My brother killed himself. He was 51. He used a gun.
When adults use their own weapons to end their lives, it’s a devastating loss. When a young person uses an adult’s gun to do it, the tragedy is multiplied.
In 2018, about 43 percent of U.S. households had at least one gun in possession, so the chance of a young person coming in contact with a weapon is not unlikely, and in light of the recent, heartbreaking suicides of teenagers struggling with the aftermath of school violence, parents and guardians should evaluate having a gun in the house with any child, teenager or young adult.
Don’t take for granted that your children would never hurt themselves. You may not be aware of all their struggles. It’s not uncommon for parents to underestimate the depth of their children’s anguish.
I have friends and family who removed alcohol from their homes during the years their children were most likely to experiment with drinking. It seemed like a logical way to try to keep teenagers sober and by default help avoid circumstances that could lead to the No. 1 cause of teen deaths: motor vehicle crashes.
By the same logic, parents should remove firearms from homes and cars where an adolescent might be able to get to them. Keep the gun at the range. Leave it with an adult relative. At a minimum get a gun safe and keep the ammunition locked in a different location.
Of course no home can be made completely suicide-proof, and I realize home protection is the reason many people keep guns. But crime statistics for our coastal area show that home invasions are rare.

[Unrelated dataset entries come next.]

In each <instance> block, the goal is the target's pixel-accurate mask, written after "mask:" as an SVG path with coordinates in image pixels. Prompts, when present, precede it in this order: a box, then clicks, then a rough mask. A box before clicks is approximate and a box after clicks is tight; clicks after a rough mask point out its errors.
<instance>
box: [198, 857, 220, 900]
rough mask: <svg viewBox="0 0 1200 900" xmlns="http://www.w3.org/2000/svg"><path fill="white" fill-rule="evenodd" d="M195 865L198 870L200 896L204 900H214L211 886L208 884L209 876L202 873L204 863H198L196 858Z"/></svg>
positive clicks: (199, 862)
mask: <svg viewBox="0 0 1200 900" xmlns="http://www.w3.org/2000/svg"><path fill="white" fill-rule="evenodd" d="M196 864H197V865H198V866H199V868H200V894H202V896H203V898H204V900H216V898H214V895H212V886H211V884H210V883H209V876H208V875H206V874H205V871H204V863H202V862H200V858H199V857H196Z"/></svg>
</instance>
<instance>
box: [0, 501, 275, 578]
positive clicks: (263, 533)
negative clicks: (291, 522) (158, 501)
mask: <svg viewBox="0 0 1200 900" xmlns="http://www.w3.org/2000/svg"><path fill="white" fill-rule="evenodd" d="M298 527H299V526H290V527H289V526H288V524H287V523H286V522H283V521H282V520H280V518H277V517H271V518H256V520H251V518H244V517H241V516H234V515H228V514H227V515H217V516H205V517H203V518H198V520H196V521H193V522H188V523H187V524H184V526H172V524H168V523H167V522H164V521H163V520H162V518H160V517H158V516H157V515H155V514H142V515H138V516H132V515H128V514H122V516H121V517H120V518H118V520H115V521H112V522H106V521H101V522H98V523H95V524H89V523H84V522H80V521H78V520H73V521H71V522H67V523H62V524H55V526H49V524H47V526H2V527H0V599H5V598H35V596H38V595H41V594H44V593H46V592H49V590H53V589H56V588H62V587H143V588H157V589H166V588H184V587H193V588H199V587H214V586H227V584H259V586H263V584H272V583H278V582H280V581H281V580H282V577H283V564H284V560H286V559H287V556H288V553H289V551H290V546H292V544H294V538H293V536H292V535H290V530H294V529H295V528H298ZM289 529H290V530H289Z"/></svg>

We are lucky to live in safe communities.
I know there are some who will push back on these suggestions. For others who might hesitate, ask yourself this question: Would you rather have your teenager or your gun?
Hug your children. Listen to them. They need all of us to be there for them in this increasingly chaotic world.
If you are in crisis, or know someone in crisis, please call the National Suicide Prevention Lifeline at 800-273-TALK (8255), or contact the Crisis Text Line by texting HOME to 741741. Locally, dial 211.